Currently requests for the resource paths /index.php/.well-known/nodeinfo or /index.php/.well-known/webfinger return the following JSON:
{"message":"nodeinfo not supported"} / {"message":"webfinger not supported"}
Along with an HTTP 404 code.

This is not the correct usage of 404. 404 is meant to indicate that the web server could/did not find the requested resource at that path.
It does not mean that the requested resource is not supported by the server.

The proper return code for this purpose should be a 501 (Not Implemented). Or, if any client code does not actually care about status codes and purely checks the JSON output, then it would be best to make these resources return a 200 code (since the resource was actually found - a JSON was returned, that counts).

[joshtrichards]

I can kind of see a 501 making sense, but a 404 does too:

https://datatracker.ietf.org/doc/html/rfc2616#section-10.4.5

Related: #49440

[tunloop]

I can kind of see a 501 making sense, but a 404 does too:

https://datatracker.ietf.org/doc/html/rfc2616#section-10.4.5

Related: #49440

I'm not sure why you think that section 10.4.5 is applicable?
The server has not found anything matching the Request-URI
webfinger/nodeinfo does return something at the request URI, it's a JSON that says unsupported.

This status code is commonly used when the server does not wish to reveal exactly why the request has been refused
This does not apply either, nextcloud server is returning a JSON saying why its refused.

[susnux]

It is not really a 501 as:

1. The server supports the request (GET) - thats what that status code is for to check if the HTTP method is supported
2. Webfinger is implemented but not enabled.

Back to point 1: A webserver MUST not respond with 501 on GET and HEAD methods, both are required to be implemented and a 501 is not possible on those methods.

So the 404 is pretty valid as it communicates the client that this endpoint is not found / available.

[tunloop]

It is not really a 501 as:

1. The server supports the request (GET) - thats what that status code is for to check if the HTTP method is supported

2. Webfinger is implemented but not enabled.

Back to point 1: A webserver MUST not respond with 501 on GET and HEAD methods, both are required to be implemented and a 501 is not possible on those methods.

So the 404 is pretty valid as it communicates the client that this endpoint is not found / available.

The issue I am getting at is that the web server doesn't care whether or not the backend supports a feature or not.

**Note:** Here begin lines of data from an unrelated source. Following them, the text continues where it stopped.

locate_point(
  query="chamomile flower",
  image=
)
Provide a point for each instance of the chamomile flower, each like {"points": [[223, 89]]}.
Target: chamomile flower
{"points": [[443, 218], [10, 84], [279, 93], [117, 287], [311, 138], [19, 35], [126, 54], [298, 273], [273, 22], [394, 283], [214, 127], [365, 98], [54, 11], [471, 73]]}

All the web server knows is that it received a request for /index.php/.well-known/webfinger and found a JSON to return to the client. From the web servers perspective, this should be a HTTP 200 OK.
A request was received and data was returned. Thats 200.

I'm not sure why HTTP 404 is even required when a JSON is returned with whether or not the feature is supported. Seems to me like the HTTP codes should be reserved for diagnosing whether or not the web server itself is functioning. A 404 for /index.php/.well-known/webfinger should indicate something is broken, then if its 200, check the JSON and see if webfinger is enabled/supported.